The volume of repos at Community First Credit Union of Florida ($1.1B in Jacksonville, FL) increased significantly in the past two years, primarily because of the local economic environment and an indirect lending program popular from 2004 to 2006. The credit union is currently experiencing much higher proportion of direct voluntary repossessions.
It is necessary for the credit union to take action against delinquent borrowers, but it is more circumspect than it might have been years ago. Susan Verbeck, VP of Lending at Community First says, "If this is the borrower's only means of transportation, there is no benefit in taking their means to find employment, so we have lengthened extensions [time and frequency] to allow an extra 30 to 90 days to find employment before we repossess.
"If the situation is underemployment we work with the member to find an affordable payment that makes sense for the credit union and keeps them in the car and able to work. Sometimes this is a short-term work-out modification, other times it is a refinance, depending on the circumstances, age and value of the vehicle."
Community First normally outsources remarketing after the repossessions to ensure minimal staff effort with maximum value, however about six months ago it explored a new option and partnered with five area credit unions for a consolidated repo sale.

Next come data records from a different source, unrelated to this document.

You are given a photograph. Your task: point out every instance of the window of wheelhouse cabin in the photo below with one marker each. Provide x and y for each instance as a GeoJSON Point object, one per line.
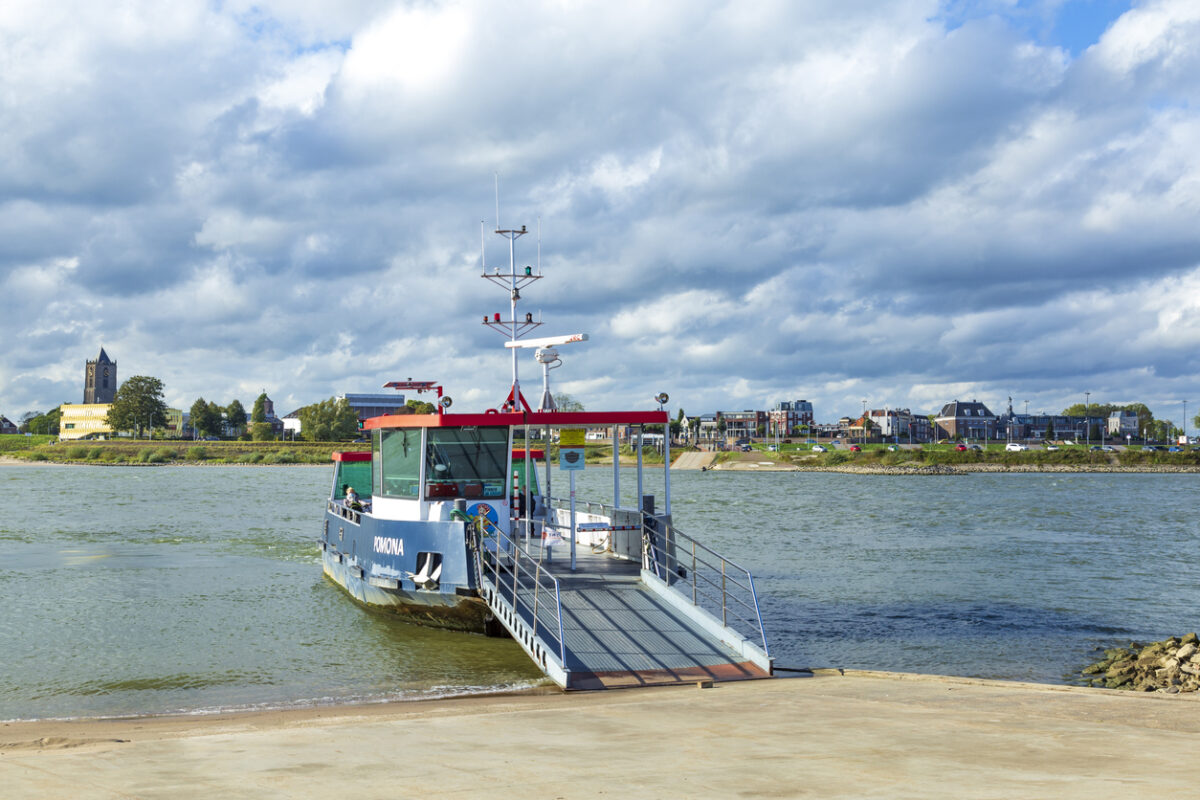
{"type": "Point", "coordinates": [467, 462]}
{"type": "Point", "coordinates": [396, 462]}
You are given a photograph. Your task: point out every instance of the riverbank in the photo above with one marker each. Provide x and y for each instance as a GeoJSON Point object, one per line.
{"type": "Point", "coordinates": [949, 469]}
{"type": "Point", "coordinates": [832, 735]}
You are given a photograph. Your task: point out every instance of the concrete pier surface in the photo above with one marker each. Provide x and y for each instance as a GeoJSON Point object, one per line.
{"type": "Point", "coordinates": [831, 735]}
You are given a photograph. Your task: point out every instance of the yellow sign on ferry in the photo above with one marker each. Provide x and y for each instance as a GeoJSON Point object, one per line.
{"type": "Point", "coordinates": [570, 438]}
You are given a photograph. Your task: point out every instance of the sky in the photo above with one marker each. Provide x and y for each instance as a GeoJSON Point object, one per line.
{"type": "Point", "coordinates": [901, 202]}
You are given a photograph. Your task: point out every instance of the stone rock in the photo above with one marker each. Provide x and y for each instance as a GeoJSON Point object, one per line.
{"type": "Point", "coordinates": [1120, 669]}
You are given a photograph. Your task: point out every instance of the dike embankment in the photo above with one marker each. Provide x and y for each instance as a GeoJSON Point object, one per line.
{"type": "Point", "coordinates": [837, 734]}
{"type": "Point", "coordinates": [1169, 667]}
{"type": "Point", "coordinates": [946, 469]}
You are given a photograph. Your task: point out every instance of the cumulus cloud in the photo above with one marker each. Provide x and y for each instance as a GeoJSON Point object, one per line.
{"type": "Point", "coordinates": [905, 202]}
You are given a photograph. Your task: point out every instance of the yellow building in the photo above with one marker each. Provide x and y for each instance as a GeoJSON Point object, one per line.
{"type": "Point", "coordinates": [77, 421]}
{"type": "Point", "coordinates": [81, 420]}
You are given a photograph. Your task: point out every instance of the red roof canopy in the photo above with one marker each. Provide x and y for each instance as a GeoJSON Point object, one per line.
{"type": "Point", "coordinates": [516, 419]}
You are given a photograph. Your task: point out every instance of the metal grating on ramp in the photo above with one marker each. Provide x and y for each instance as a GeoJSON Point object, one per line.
{"type": "Point", "coordinates": [619, 633]}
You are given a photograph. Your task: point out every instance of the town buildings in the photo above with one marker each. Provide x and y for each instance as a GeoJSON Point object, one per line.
{"type": "Point", "coordinates": [365, 405]}
{"type": "Point", "coordinates": [789, 417]}
{"type": "Point", "coordinates": [89, 419]}
{"type": "Point", "coordinates": [100, 380]}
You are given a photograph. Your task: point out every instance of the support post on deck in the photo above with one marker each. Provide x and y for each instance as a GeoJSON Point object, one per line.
{"type": "Point", "coordinates": [616, 468]}
{"type": "Point", "coordinates": [666, 465]}
{"type": "Point", "coordinates": [640, 431]}
{"type": "Point", "coordinates": [573, 521]}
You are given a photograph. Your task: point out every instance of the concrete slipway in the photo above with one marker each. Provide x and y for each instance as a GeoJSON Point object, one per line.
{"type": "Point", "coordinates": [832, 735]}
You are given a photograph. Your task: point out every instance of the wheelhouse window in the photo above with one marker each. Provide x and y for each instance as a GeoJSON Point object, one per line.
{"type": "Point", "coordinates": [466, 462]}
{"type": "Point", "coordinates": [396, 457]}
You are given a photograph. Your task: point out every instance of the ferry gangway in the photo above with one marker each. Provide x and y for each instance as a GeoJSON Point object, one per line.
{"type": "Point", "coordinates": [659, 608]}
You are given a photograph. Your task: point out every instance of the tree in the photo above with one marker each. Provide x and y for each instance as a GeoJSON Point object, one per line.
{"type": "Point", "coordinates": [259, 413]}
{"type": "Point", "coordinates": [137, 405]}
{"type": "Point", "coordinates": [235, 415]}
{"type": "Point", "coordinates": [564, 402]}
{"type": "Point", "coordinates": [331, 420]}
{"type": "Point", "coordinates": [204, 421]}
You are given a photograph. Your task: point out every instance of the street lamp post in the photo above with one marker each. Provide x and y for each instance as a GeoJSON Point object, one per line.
{"type": "Point", "coordinates": [864, 421]}
{"type": "Point", "coordinates": [1087, 428]}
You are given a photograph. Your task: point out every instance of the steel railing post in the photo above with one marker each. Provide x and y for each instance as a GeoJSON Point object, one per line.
{"type": "Point", "coordinates": [694, 572]}
{"type": "Point", "coordinates": [724, 617]}
{"type": "Point", "coordinates": [562, 643]}
{"type": "Point", "coordinates": [537, 587]}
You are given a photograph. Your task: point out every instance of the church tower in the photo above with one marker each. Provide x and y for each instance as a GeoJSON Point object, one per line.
{"type": "Point", "coordinates": [100, 379]}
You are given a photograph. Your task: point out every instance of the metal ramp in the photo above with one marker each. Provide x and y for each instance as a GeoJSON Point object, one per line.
{"type": "Point", "coordinates": [612, 624]}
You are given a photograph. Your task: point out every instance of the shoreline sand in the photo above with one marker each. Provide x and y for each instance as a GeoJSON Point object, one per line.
{"type": "Point", "coordinates": [837, 734]}
{"type": "Point", "coordinates": [748, 467]}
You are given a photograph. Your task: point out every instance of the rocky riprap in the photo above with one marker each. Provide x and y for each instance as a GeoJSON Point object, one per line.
{"type": "Point", "coordinates": [1170, 666]}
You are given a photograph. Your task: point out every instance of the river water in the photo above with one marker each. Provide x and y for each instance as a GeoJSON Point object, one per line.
{"type": "Point", "coordinates": [151, 590]}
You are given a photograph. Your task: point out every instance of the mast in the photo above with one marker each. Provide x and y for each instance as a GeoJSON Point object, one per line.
{"type": "Point", "coordinates": [515, 326]}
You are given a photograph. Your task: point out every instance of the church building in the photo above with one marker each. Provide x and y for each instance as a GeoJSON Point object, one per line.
{"type": "Point", "coordinates": [100, 380]}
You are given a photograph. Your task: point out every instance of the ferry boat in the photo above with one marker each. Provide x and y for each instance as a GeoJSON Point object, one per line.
{"type": "Point", "coordinates": [445, 523]}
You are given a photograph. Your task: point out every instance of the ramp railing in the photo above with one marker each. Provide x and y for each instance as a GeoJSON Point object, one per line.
{"type": "Point", "coordinates": [702, 576]}
{"type": "Point", "coordinates": [523, 595]}
{"type": "Point", "coordinates": [705, 577]}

In a collaborative effort, the credit unions stated terms to ensure they wouldn't be competing for financing, new members or the sale. The credit unions held the sales event at a lot owned by the largest credit union. The event was one viewing with no haggle pricing and accepted cash only or pre-arranged financing. Verbeck says "The day before the sale, the lot was open to the public for viewing. The next day people were allowed in – in groups of ten to prevent jostling – to "claim" the car they wished to purchase."
The event was successful in moving inventory at a slightly higher value ($500 - $600) than auction, but Verbeck says there was significant staff time in coordinating the mass sale. Weeks prior to the sale, the credit union completed a direct mailing with vehicle loan offers to pre-approved members. Many of those members attended the sale with offers in hand, which were accepted in lieu of financing or cash.
Additional marketing efforts included email marketing to members, notifications on the credit union's website and posted flyers in area branches. Verbeck notes, "The sale was extremely effective in moving vehicles, though we did have a few boats and RVs left over. One surprise for us was to see members camping out Friday night so they could be the first ones in on Saturday morning."